Los videojuegos, decía, estaban en la calle. Aunque tuviéramos una Super Nintendo o una Game Boy, no eran nada comparados con lo que podíamos ver en una máquina recreativa. Los salones recreativos, como los videoclubs, son vestigios que recordamos con añoranza. En Granada hubo varios míticos, pero esta semana me topé con uno de los primeros: Automáticos Olmos.
Caminaba por Ganivet, de vuelta de un reportaje, cuando vi la entrada al pasaje, justo al lado de la administración de lotería. Hacía años, muchos años que no lo atravesaba. «Billares, futbolines, máquinas recreativas», dice todavía el cartel. Tendríamos once o doce años.

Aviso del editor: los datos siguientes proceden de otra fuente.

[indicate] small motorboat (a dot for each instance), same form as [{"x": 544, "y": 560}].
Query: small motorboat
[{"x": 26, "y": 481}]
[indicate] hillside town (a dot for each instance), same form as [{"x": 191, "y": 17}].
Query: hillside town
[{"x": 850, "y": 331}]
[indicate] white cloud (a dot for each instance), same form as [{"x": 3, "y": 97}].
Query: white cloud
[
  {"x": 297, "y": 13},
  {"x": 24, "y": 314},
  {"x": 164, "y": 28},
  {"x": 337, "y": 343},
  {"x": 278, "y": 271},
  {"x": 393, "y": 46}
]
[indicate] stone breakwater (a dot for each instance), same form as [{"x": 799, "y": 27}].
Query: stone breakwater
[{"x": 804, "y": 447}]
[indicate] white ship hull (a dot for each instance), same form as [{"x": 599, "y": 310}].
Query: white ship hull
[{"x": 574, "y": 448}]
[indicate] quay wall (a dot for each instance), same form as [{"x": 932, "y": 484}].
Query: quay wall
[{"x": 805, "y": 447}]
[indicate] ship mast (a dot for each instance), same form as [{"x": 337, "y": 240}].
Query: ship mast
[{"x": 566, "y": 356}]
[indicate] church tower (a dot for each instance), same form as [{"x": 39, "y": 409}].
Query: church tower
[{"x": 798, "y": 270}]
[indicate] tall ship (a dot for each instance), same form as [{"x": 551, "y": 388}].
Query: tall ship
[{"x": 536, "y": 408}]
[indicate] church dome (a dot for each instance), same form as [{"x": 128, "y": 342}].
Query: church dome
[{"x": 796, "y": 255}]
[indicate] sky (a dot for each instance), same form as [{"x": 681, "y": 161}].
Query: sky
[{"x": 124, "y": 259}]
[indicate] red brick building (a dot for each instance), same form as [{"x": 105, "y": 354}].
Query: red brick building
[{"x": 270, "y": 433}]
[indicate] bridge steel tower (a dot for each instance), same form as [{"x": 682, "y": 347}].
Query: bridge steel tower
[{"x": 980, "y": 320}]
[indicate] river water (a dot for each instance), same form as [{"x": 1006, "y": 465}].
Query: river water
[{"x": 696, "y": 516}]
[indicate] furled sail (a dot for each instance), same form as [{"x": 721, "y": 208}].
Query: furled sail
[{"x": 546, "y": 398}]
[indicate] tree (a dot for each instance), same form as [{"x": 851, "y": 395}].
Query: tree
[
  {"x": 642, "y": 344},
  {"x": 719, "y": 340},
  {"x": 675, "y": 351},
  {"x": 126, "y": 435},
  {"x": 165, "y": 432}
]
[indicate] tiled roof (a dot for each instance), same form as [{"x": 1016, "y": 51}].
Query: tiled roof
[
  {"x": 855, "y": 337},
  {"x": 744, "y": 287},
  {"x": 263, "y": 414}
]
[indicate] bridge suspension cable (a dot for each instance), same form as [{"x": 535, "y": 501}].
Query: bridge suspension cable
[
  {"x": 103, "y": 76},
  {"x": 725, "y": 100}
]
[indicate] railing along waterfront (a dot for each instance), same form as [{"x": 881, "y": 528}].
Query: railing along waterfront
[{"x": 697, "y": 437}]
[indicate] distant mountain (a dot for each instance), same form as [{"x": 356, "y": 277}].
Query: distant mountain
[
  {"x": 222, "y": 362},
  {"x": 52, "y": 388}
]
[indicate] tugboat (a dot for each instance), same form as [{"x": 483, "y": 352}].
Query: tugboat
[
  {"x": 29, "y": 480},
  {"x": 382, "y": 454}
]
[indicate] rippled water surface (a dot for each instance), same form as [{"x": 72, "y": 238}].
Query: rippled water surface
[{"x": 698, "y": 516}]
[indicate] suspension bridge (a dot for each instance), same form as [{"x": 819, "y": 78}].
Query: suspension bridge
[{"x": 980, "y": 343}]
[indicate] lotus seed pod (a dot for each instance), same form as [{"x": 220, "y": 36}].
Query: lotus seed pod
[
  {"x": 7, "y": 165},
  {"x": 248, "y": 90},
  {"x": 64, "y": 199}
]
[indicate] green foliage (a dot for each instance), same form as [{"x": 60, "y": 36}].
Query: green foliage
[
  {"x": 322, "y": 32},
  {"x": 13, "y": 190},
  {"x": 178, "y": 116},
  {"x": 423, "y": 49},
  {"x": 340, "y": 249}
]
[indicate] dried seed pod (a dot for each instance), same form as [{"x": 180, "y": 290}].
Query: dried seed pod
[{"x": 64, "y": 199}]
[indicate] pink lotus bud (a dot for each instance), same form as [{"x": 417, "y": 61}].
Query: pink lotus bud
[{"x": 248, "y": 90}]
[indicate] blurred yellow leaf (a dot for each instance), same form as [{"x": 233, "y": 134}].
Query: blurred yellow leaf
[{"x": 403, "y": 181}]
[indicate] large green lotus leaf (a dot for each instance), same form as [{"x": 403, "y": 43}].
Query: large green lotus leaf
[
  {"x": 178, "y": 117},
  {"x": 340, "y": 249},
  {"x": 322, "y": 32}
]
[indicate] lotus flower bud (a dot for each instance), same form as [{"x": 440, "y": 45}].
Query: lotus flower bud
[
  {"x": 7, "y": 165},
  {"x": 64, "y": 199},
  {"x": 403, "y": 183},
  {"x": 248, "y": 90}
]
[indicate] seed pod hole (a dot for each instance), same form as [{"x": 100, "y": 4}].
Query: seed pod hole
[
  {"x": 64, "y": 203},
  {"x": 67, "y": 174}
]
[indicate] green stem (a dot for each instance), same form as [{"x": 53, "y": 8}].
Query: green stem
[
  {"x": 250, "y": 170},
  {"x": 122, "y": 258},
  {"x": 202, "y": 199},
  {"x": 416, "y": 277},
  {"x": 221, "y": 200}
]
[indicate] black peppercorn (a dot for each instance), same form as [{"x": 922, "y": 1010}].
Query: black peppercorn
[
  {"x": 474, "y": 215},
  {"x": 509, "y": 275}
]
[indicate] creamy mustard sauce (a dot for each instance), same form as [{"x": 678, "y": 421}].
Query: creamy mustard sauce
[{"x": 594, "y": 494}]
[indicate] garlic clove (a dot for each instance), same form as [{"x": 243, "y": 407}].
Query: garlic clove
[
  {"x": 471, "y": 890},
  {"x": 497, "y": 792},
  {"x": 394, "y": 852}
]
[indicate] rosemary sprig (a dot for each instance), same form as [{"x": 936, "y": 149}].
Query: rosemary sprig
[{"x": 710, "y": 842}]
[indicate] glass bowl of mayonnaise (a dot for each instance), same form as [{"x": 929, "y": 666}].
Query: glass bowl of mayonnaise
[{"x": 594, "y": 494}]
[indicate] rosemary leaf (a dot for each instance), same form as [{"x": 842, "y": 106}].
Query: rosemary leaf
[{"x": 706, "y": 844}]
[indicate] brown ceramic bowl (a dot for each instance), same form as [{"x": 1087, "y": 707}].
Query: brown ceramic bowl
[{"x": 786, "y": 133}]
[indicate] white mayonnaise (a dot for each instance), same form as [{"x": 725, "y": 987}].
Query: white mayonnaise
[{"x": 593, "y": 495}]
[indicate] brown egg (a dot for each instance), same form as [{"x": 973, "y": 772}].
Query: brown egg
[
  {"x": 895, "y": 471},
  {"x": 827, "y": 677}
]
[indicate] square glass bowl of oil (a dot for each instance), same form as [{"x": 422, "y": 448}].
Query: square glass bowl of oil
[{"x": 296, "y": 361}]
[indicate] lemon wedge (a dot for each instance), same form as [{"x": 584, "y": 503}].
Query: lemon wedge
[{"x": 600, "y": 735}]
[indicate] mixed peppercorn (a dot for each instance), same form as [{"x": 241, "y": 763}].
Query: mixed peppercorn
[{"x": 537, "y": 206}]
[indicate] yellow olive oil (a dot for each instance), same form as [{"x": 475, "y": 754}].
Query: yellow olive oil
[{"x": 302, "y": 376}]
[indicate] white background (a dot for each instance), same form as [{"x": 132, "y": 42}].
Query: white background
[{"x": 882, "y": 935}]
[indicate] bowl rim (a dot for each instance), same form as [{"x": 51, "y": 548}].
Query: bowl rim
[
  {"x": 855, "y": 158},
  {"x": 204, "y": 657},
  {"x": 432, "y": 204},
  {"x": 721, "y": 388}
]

Nos llevó un primo mayor, Enrique, aunque entramos por el otro lado, por la Plaza del Campillo. Nada más bajar los escalones, miré a ambos lados para cerciorarme de que no nos veía ningún adulto. Yo sabía de sobra que mis padres no me dejarían entrar, pero oye, nadie es perfecto.
Todas esas máquinas me golpearon en lo profundo del hipotálamo. ¿Cómo habían llegado esos videojuegos a Granada, donde nunca llegaba nada? Eran videojuegos que ni sabíamos que existían. Recuerdo especialmente una máquina con un juego de la Patrulla X. Mis veinte duros fueron allí, para echar una partida a dobles: yo escogí a Cíclope y mi hermano a Lobezno. Qué maravilla.
Después de los Olmos vinieron más: de los de Multicines Centro hasta Game Over, en Emperatriz Eugenia (hoy es una Clínica Dental), pasando por Neptuno o el mítico Q-Zar que tantas tardes de gloria nos regaló. «¡Vuelva al energizador!». Aquella primera vez, cuando salimos del Olmos, nos compramos una lata de Coca Cola. Cuando mi madre preguntó que de dónde habíamos sacado la lata –no era tan normal como ahora–, nos pilló en seguida. Game Over.